Existem inicialmente 3 tipos de identificações e a partir desses 3 tem centenas de outros mais fracos. Nós nos identificamos com objetos, que nos pertencem e também de outras pessoas, com pessoas e animais se iniciando com os familiares e amigos próximos e acima de tudo com nós mesmos que é o pior de todos, pois é o mais difícil de perceber. Uma determinada pessoa tem uma série de costumes que adquiriu durante a sua vida, desde a maneira de vestir , falar, comer, e os gostos pessoais  por livros, filmes, tipos de pessoas,  etc. Se perguntarmos a uma pessoa por que e ela gosta ou faz uma coisa ou outra ela se justificará e se defenderá, até julgará as outras que tenham gosto diferente, isto nada mais é do que uma forma de identificação que deve ser observada e até trabalhada em cada um de nós, pois pode por um motivo ou outro se transformar em impedimento para um trabalho sobre si e sabemos que isto é uma porta onde uma pessoa não consegue ultrapassar, é o limite de cada um. Se perguntarmos para um grupo se deixariam o Trabalho de Gurdjieff todos afirmariam que jamais, em hipótese alguma parariam de vir ao grupo, mas no decorrer do tempo, por algum motivo de identificação pode se tornar um impedimento para um esforço de grupo.
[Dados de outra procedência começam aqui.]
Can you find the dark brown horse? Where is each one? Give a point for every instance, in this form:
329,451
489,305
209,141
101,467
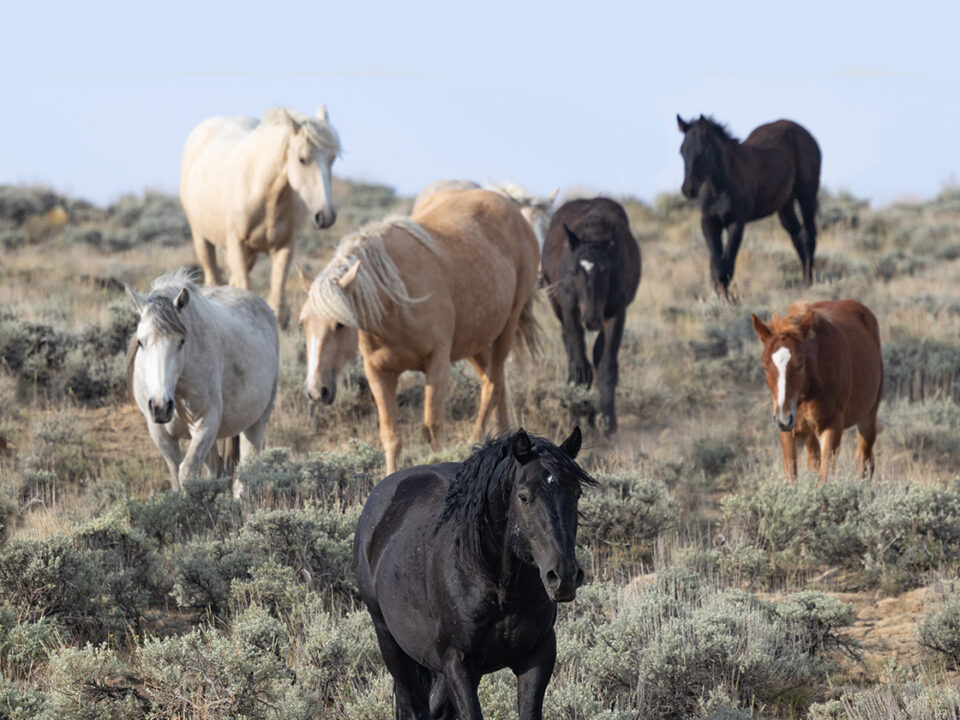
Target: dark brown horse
461,566
735,182
591,264
825,373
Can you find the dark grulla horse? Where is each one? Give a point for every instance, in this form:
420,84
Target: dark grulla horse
735,182
591,264
461,566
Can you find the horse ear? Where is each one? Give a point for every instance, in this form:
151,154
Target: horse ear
349,276
763,332
305,280
180,302
522,447
136,298
572,238
571,446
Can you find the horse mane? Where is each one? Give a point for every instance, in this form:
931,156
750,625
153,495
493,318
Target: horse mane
789,325
318,131
488,473
719,128
362,308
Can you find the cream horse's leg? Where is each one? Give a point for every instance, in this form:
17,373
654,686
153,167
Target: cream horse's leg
280,259
169,446
438,382
207,256
383,385
237,263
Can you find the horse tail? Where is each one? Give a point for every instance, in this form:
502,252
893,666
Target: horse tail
528,329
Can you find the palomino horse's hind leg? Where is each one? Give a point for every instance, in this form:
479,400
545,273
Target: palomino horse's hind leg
383,385
207,257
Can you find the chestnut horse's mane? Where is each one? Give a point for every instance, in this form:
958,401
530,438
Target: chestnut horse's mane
789,325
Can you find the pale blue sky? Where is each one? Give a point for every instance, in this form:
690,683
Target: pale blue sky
99,97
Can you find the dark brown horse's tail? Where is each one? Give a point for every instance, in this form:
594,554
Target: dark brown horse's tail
528,329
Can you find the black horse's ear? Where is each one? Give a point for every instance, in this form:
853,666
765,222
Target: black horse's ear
522,447
571,446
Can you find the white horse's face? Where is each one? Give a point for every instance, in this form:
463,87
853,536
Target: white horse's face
161,340
308,172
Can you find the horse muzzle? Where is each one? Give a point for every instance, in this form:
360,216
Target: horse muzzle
325,219
161,413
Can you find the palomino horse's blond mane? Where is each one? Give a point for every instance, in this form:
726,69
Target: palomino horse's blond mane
789,325
363,308
316,129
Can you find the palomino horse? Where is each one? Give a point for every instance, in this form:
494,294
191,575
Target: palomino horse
735,182
453,281
246,187
591,265
461,566
825,374
536,210
203,365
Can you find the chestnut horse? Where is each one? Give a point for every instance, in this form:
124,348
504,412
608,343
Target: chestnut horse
454,281
825,373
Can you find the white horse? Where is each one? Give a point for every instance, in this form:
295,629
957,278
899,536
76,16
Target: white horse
536,211
203,365
246,187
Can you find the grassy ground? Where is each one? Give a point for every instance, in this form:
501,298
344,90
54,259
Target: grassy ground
692,487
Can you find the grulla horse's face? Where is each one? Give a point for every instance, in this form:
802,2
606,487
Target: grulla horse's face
309,174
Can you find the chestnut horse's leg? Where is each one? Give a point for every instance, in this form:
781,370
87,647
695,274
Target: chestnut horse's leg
438,380
383,385
829,447
868,435
788,441
813,453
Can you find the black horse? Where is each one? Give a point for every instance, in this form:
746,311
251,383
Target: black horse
735,182
461,567
591,263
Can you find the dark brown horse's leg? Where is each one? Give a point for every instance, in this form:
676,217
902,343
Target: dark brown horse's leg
533,675
734,236
713,235
788,218
808,209
607,367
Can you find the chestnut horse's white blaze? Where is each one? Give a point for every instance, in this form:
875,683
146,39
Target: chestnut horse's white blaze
247,185
781,360
203,366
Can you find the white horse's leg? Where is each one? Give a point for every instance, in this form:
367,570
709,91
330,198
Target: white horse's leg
280,259
169,446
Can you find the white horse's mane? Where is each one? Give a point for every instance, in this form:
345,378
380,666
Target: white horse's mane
317,130
362,308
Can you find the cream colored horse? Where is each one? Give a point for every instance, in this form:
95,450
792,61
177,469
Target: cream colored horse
246,187
455,280
203,365
537,211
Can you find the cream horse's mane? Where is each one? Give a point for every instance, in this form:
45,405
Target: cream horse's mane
317,130
363,307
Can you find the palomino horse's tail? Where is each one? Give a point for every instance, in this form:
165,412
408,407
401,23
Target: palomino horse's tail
528,329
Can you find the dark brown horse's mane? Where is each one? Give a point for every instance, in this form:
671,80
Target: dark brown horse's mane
488,475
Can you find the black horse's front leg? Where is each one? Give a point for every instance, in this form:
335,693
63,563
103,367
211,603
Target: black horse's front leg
608,368
713,235
533,675
734,236
579,371
462,685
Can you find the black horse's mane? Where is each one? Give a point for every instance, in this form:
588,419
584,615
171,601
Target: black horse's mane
718,127
488,472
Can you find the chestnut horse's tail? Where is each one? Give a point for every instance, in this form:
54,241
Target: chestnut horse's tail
528,329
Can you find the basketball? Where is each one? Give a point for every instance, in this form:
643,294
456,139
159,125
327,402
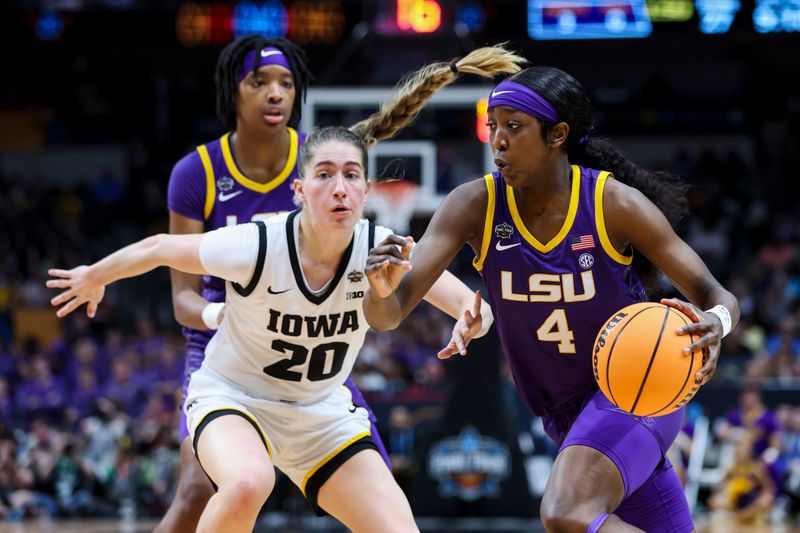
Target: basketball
639,363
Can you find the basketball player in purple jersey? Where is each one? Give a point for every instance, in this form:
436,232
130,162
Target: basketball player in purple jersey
244,176
556,232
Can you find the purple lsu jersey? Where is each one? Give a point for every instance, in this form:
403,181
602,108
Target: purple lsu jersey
207,185
550,299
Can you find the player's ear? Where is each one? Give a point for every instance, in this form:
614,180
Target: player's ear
297,185
558,134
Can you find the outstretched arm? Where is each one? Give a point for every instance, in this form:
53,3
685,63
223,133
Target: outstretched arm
187,300
633,219
398,282
229,253
86,284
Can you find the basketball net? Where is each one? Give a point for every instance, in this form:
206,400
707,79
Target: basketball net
393,204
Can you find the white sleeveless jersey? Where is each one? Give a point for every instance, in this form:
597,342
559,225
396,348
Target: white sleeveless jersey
281,341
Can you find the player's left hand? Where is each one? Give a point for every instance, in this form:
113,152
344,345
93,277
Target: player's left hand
387,263
80,289
467,328
709,328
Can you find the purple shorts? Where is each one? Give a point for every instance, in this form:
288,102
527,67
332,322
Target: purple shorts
194,358
654,498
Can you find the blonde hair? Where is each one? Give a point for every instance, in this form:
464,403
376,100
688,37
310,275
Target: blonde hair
420,86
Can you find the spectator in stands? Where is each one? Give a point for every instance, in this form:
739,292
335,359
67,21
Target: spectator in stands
42,393
747,490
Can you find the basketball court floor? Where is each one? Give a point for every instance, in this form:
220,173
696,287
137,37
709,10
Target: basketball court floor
327,525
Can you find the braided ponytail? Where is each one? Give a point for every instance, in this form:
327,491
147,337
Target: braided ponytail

Qualquer pessoa quer se esforçar para se tornar imortal , sair do corpo, ter consciência superior, etc...mas quando os verdadeiros impedimentos se apresentam tudo é esquecido e os motivos das identificações se tornam muito mais forte do que a própria força que uma pessoa conseguiu acumular durante meses e até anos de freqüência num grupo.Ao perguntamos a uma pessoa o que é mais importante em sua vida, ela imediatamente falará que é o grupo de Gurdjieff e até mostrará que está pronta para sacrificar qualquer coisa de sua vida como serviço, família , dinheiro, etc. Naquele momento, o que a pessoa falou é real e ela poderá até matar alguém ou abandonar o que mais gosta. É um erro pensarmos que isto é a totalidade da pessoa, , é apenas um eu daquele momento; e os outros? Onde estão? Qual é a força que os outros tem? Somente saberemos se a situação da vida da pessoa a colocar diante desses impedimentos.
Uma pessoa que está se obs alguns momentos outros não mas ela se julga capaz de se observar a todo momento, é uma falsa idéia. Nós não temos essa capacidade mas nós podemos nos determinar a não seguir em hipótese alguma qualquer idéia que nos tire de uma observação imparcial de nós mesmos então  quando a força externa se apresentar forçando a nossa identificação nós podemos dar um stop em toda a nossa vida até aquele momento e na observação não deixar se manifestar  absolutamente nenhuma voz interior, nenhum sentimento, nenhuma atitude, nenhuma resposta, chama-se neutralizar-se. Esta é a forma mais alta que um homem que se diz guerreiro pode ter. Aceitar a sua própria incapacidade de fazer algo naquele momento e continuar todos seus afazeres como se todos os acontecimentos exteriores incluindo seu próprio corpo não fizesse parte do que está acontecendo e como um autômato, direcionar seu corpo nas mecanicidades da vida apenas observando, incluindo os Trabalhos de Gurdjieff. Nesta situação uma pessoa pode chegar a uma compreensão de nível superior a da sua própria capacidade pois ela abandonou tudo aquilo que podemos chamar de identificação e nesta situação existe uma força muito superior que acompanhará a pessoa trazendo uma compreensão que poderia demorar anos para tê-la.